Feb 21, 2012
Contaminated sprouts: Jimmy John’s founder says inconsistent supply prompted decision to remove

While customers clamor for sprouts on the Jimmy John’s Gourmet Sandwiches Facebook page, the company says the reason it dropped the little shoots was because it can’t get a consistent supply.

According to the Centers for Disease Control and Prevention, a total of 12 people were infected with E. coli after eating raw clover sprouts on sandwiches from Jimmy John’s restaurants in Iowa, Missouri, Kansas, Arkansas and Wisconsin. Two were hospitalized. One has just filed suit against the company.

The CDC and FDA are still investigating, but through tracing, have identified a common lot of clover seeds grown in two separate sprouting facilities and served at the Jimmy John’s locations where those who became ill ate. On Feb. 10, the seed supplier initiated notification to sprouting facilities that received the same lot of seed to stop using it, according to the CDC. Agencies were also identifying other locations that may have sold clover sprouts grown from the same seed lot.

Meanwhile, the CDC reports that preliminary investigations indicate eating the raw clover sprouts at the Jimmy John’s restaurants is the likely cause of the outbreak.

A Jimmy John’s franchise owner in Kirksville, Mo., said in published reports that he received an email last Thursday from founder Jimmy John Liautaud ordering all franchise locations to remove raw clover sprouts from their menus permanently.

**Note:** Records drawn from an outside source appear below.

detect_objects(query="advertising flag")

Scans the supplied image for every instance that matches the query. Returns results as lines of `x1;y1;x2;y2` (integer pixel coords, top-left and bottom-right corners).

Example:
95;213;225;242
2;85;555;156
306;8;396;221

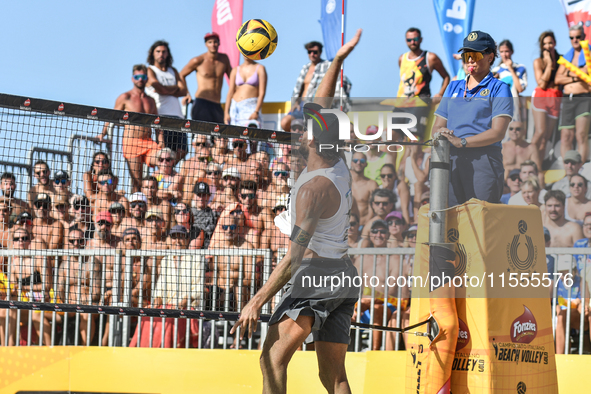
433;0;476;75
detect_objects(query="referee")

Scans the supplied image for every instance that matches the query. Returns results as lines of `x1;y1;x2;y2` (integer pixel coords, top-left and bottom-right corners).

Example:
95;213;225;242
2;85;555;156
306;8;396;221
433;31;513;207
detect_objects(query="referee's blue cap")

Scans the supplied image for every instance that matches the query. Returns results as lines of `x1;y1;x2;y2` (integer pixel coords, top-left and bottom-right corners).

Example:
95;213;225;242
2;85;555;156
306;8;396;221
458;30;497;52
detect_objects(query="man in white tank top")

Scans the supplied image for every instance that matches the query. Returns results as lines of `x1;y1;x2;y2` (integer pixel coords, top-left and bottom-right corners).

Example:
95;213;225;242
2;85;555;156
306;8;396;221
145;41;189;164
232;29;361;393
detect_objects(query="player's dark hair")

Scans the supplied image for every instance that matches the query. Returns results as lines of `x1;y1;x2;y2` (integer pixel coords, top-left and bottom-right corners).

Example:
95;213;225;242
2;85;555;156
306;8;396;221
148;40;172;68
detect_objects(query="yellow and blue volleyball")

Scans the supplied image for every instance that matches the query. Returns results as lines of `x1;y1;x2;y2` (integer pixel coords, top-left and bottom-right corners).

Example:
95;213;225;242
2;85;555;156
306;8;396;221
236;19;277;60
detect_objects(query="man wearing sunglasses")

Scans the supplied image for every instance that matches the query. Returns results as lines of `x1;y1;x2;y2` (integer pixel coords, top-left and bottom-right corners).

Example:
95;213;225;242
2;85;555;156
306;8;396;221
554;23;591;163
28;160;55;215
281;41;351;131
92;169;129;223
0;172;29;217
351;152;378;226
98;64;164;193
32;193;64;249
502;121;544;188
395;27;450;139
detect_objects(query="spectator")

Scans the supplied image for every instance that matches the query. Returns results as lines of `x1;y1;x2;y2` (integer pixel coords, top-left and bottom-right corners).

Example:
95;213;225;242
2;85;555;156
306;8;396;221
434;31;513;206
169;202;205;249
145;41;189;160
93;170;129;223
552;150;591;199
361;189;396;248
51;194;72;230
564;174;591;226
554;24;591;162
98;64;161;195
88;211;121;249
395;27;450;140
154;148;185;207
353;219;409;350
351;152;378;225
56;230;101;346
501;168;521;204
68;194;95;241
544;190;583;248
180;32;232;123
491;40;527;122
384;211;407;248
28;160;55;209
8;228;53;346
121;192;148;236
380;163;412;223
109;202;127;238
509;160;546;205
213;167;241;211
191;182;220;249
220;56;267;126
129;225;203;348
0;172;29;217
142;176;172;232
531;30;562;157
281;41;351;131
32;193;64;249
502;121;544;187
556;255;589;354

In recent facebook posts, Liautaud responds to customers’ questions and demands for sprouts to be returned to the menu by saying, “I will only serve the best of the best. Sprouts were inconsistent and inconsistency does not equal the best.”

Liautaud tells Facebook fans to try cucumbers, or other veggies, “until I find another solution,” which could be snowpea shoots. He’s currently testing them in Champaign, Ill.

Jimmy John’s had previously used alfalfa sprouts on its sandwiches, but switched to the clover variety after a salmonella outbreak in 2010.

The Texas-based Jason’s Deli restaurant chain recently announced that it’s dropping sprouts from its menu. Citing recent multi-state oubreaks of “serious health issues associated with sprouts,” Wisconsin-based Erbert and Gerbert’s Sandwich Shops also just announced a decision to remove sprouts in all 53 of its locations.